Face à la multiplication des baignades interdites lors des épisodes de forte chaleur, les élus locaux tentent de renforcer la prévention pour éviter les drames
Malgré l’interdiction de baignade, une fillette de 4 ans s’est noyée sur l’île de loisirs de Bois-le-Roi, en Seine-et-Marne, lors du très chaud week-end de la Pentecôte. Un drame qui illustre le sentiment d’impuissance parfois exprimé par les élus face à ces situations.
Avec douze îles de loisirs de 3 000 hectares sous sa responsabilité, dont 1 000 hectares de plans d’eau, et 4 à 12 millions de visiteurs par an, le vice-président du Conseil régional d'Île-de-France Patrick Karam, chargé des Sports, est directement confronté aux baignades sauvages. Son constat est sans appel : « Vous pouvez mettre tous les panneaux que vous voulez, lorsqu’il y a des zones de baignade où les gens ont l’habitude d’aller mais qui sont interdites pendant une période, ils se baigneront, surveillance ou pas », explique-t-il. D’autant qu’avec le réchauffement climatique, les épisodes de forte chaleur interviennent de plus en plus avant l’ouverture officielle des espaces aquatiques.

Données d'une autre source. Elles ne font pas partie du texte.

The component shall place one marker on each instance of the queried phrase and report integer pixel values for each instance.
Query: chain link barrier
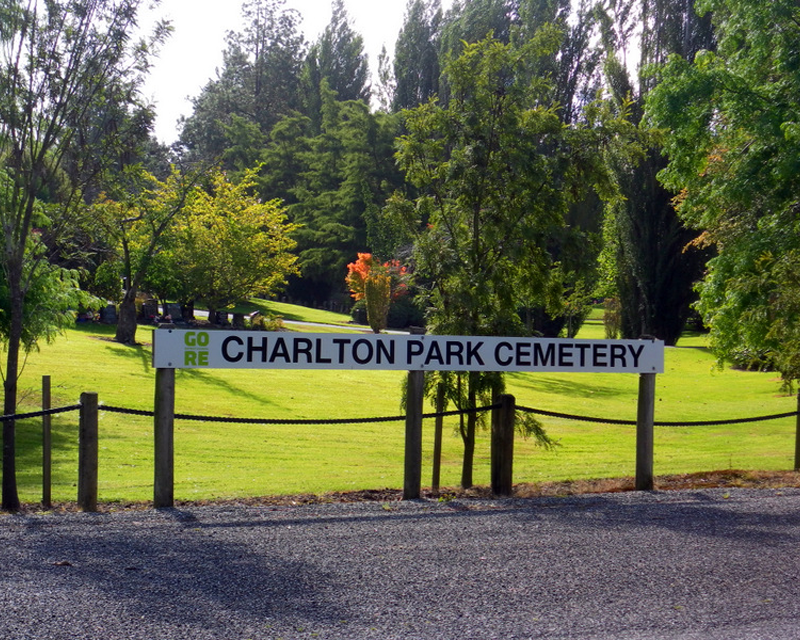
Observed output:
(659, 423)
(37, 414)
(187, 416)
(442, 414)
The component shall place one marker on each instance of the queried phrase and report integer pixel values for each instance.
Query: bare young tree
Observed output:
(66, 66)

À Bois-le-Roi, 1 000 personnes étaient dans l’eau le week-end de la Pentecôte, malgré l’interdiction matérialisée par des panneaux – la baignade n’étant pas encore ouverte au public –, un barriérage et cinq médiateurs. À Surzur, en bordure du golfe du Morbihan, c’est une ancienne carrière qui pose problème à la maire Noëlle Chenot. « Des jeunes viennent s’y baigner alors que c’est interdit. Or il y a des risques de siphons et d’hydrocution parce que l’eau est souvent très froide », témoigne l’édile, qui a « rappelé à l’ordre le propriétaire ».

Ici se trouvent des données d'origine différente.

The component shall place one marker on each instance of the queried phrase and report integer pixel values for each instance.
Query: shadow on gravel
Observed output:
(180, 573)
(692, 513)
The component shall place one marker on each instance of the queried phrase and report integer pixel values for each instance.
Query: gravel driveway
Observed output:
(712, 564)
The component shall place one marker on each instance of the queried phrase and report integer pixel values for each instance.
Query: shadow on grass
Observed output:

En Meurthe-et-Moselle, le petit village de Pierre-la-Treiche, près de Nancy, accueille « les gens qui cuisent en ville » mais la baignade dans la Moselle y est interdite, rappelle son maire Xavier Colin. « On a régulièrement des gens qui se posent pour un petit pique-nique. Il y a du soleil, de l’eau, et si vous rajoutez un petit apéro, la baignade peut tourner au drame », poursuit-il, pointant une minorité « qui aime braver l’interdit ». Avec 500 habitants, un employé communal et une secrétaire à temps partiel, l’élu n’est pourtant « absolument pas en capacité d’organiser des surveillances de baignade » sur six kilomètres de rives.

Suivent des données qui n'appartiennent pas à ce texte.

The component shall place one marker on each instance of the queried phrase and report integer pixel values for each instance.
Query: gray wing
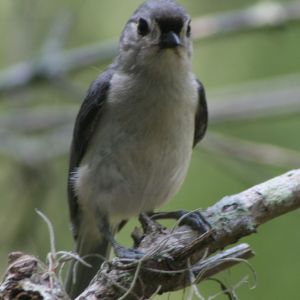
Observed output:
(201, 119)
(89, 114)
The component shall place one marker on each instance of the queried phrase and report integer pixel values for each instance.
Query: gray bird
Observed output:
(134, 133)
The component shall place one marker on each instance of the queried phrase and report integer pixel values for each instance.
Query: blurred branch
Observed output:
(59, 63)
(267, 14)
(174, 258)
(252, 151)
(275, 97)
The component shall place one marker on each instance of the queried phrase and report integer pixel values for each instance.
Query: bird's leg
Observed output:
(120, 251)
(193, 219)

Sur la Loire, deux accidents mortels ont eu lieu en quarante-huit heures fin mai. Le maire de Saumur Jackie Goulet (DVG) met en garde contre des « cavités qui aspirent comme un tourbillon », et précise que « même un bon nageur peut se faire embarquer ». Beaucoup d’accidents surviennent aussi en sautant des ponts, faute d’un niveau d’eau suffisamment élevé ou en raison de la présence d’objets contondants invisibles depuis le rivage.
Le 25 mai, un homme de 24 ans a perdu la vie à Tours en sautant depuis une pile du pont Wilson. La ville explique avoir renforcé la prévention à l’aide de grands panneaux pédagogiques. « Les gens ont du mal à comprendre que même en étant à 3 mètres du bord, si vous mettez le pied dans une zone de ces fameux trous, potentiellement vous êtes aspirés et on ne vous revoit plus », souligne la mairie, qui prévoit d’installer des barrières sur le lieu de la noyade surmontées de « panneaux choc, de type sécurité routière ».
La plupart des municipalités disent aussi renforcer les contrôles de police municipale. Parmi les mesures urgentes, Patrick Karam plaide pour une ouverture des sites de baignade « dès les premières chaleurs » afin qu’ils puissent être surveillés. La Région entend aussi conditionner le financement de formations de maîtres-nageurs à l’obligation de rester trois années en Île-de-France. Elle a par ailleurs investi dans des « drones avec identification thermique et haut-parleur » pour repérer un enfant sous l’eau et faire peur aux contrevenants.
Mais l’élu LR évoque également la responsabilité des parents, avec « des gamins de 3 à 8 ans qui traînent seuls sur la plage et ne savent pas nager ». Plusieurs élus regrettent également que l’obligation d’apprentissage de la natation ne soit pas toujours respectée.
« Il y a encore beaucoup de Français qui ne savent pas nager. Or vous avez des territoires qui ont des piscines et d’autres non », relève Christophe Bouillon, président de l’Association des petites villes de France. Un paradoxe en France, pays maritime aux 250 000 cours d’eau.
L’été dernier a été particulièrement meurtrier avec 409 décès par noyade en France, dont 57 mineurs. Une hausse de 16 % par rapport à 2024.